De Amerikaanse staat Iowa ligt in het middenwesten van de Verenigde Staten. Het is beperkt tot de staten Minnesota in het noorden, Wisconsin en Illinois in het oosten, Missouri in het zuiden en Nebraska en South Dakota in het westen. De naam komt van het Indiaanse Iowa-volk, dat het gebied bewoonde vóór de komst van de Europeanen.
De eerste ontdekkingsreizigers die de regio bereikten, waren de Fransen Louis Joliet en Jacques Marquette, in 1673, die erin slaagden het nieuwe land binnen te komen door over de rivier de Mississippi te varen.
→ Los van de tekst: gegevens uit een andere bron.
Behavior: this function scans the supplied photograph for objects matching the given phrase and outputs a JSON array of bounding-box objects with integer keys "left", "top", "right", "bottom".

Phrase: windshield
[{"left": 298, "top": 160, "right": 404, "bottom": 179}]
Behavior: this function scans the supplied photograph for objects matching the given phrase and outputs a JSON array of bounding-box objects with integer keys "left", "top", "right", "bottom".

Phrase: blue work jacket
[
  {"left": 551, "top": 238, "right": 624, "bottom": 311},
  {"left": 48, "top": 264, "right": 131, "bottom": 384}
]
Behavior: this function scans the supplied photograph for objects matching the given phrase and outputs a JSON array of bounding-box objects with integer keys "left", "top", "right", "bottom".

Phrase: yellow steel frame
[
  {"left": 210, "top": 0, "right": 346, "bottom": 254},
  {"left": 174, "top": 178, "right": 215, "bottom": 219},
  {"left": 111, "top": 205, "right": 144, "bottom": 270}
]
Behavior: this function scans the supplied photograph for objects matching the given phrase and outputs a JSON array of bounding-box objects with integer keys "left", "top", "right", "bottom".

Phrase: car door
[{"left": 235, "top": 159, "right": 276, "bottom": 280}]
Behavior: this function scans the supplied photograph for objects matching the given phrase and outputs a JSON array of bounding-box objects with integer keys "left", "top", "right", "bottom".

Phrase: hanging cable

De Verenigde Staten begonnen de regio vanaf 1833 te koloniseren; Iowa werd officieel de 29e staat van de VS op 28 december 1846.
Het reliëf van de staat wordt voornamelijk gevormd door vlaktes. Iowa heeft veel natuurlijke meren; de belangrijkste zijn de meren Spirit, West Okoboji en East Okoboji. De gemiddelde hoogte in de staat is 335m, met weinig variatie tussen de ene regio en de andere. Iowa heeft een vochtig landklimaat, met in elk seizoen zeer extreme temperaturen.
De staat heeft een grote bekendheid in de landbouw, aangezien het de grootste producent van maïs is, de grootste varkensstapel heeft en een van de grootste sojaproducenten in de Verenigde Staten is. Het is ook de grootste ethanolproducent van het land. De belangrijkste producten die in de staat worden vervaardigd, zijn bewerkte voedingsmiddelen, machines en chemische producten en elektrische apparatuur. De grootste bron van rijkdom van Iowa is echter het verstrekken van gemeenschaps-, persoonlijke, financiële en onroerendgoeddiensten, namelijk de tertiaire sector.
De hoofdstad en grootste stad is Des Moines.